Epic scenery where incredible mountains crash down into a pastel hued layer cake of buildings and beyond into the impossibly blue sea. Epic cuisine with local restaurants growing their own produce, lemons the size of your head and seafood as fresh as it gets.

And the epic adventures - just the drive from Naples along the coastline to arrive at Positano is unforgettable, adventures at sea as you head along the coast to explore nearby Capri, Ischia, Sorrento and beyond... Kaz x

We had a beautiful stay in Positano at Hotel Vittoria. Around the corner from the main beach area, we loved staying a short walk away from the crowds above Fornillo Beach. The room was spacious and simply furnished... but it was everything we needed for our stay with a lovely balcony, accessible wifi and a caring staff like so many hotels around Italy that really made you feel at home. The hotel has its own private access downstairs to Fornillo Beach and this was the biggest drawcard of all - beautiful and somewhat secluded from the busy main area of Positano, you could lose yourself for days down here, lounging in the sun, paddling on peddle boats or feasting on cocktails. There was no less than a zillion stairs required to walk down from the hotel to the beach but every step inched my pregnant belly ever closer to the best pizza we had on our whole trip. SERIOUSLY! Sitting just above Fornillo Beach is the Hotel Pupetto, whose restaurant offers a stunning view of the beach, surrounded by a beautful terrace garden, lemon trees and relief from the heat. Drooling just thinking about the Ricotta, Lemon and Basil pizza I woofed down all to myself

As I was coming up to 30 weeks pregnant, there's no denying that those stairs were a little bit of effort, but the walk around from Fornillo Beach to the main Positano beach was delightful. At the end of a day of pottering the winding streets, gorging ourselves on pizza/pasta/all of the above, we would then walk home via one of the upper streets of Positano and traverse back across, taking in the breathtaking views as we went.
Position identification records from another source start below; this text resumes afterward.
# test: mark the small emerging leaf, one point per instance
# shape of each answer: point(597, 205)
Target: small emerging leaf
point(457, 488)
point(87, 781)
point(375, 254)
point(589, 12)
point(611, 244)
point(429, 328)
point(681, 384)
Must do: Da Adolfo - fabulous beach club and seafood restaurant only accessible by boat. Book ahead and get to the pier on time! The boatride to this little hidden gem alone is worth it.

Must go: April-June or October. Incredibly crowded and hot during late June to August. We stayed in late May and the weather was GLORIOUS though the water was effing freezing. No major crowds though!

Must stay: Hotel Vittoria ($), Covo dei Saraceni ($$$), Villa Tre Ville ($$$$)

Must eat: pasta at Max's, pizzas at Il Pupetto, and be sure to find the lady selling lemon granita from her cart, it's right near where the bus stop is up the top of the shopping street... we may/may not have done three stops there in one day (I was pregnant... this was mandatory), seafood lunch at Da Adolfo, epic 11-course lunch at La Tagliata...all produce either grown in house or locally.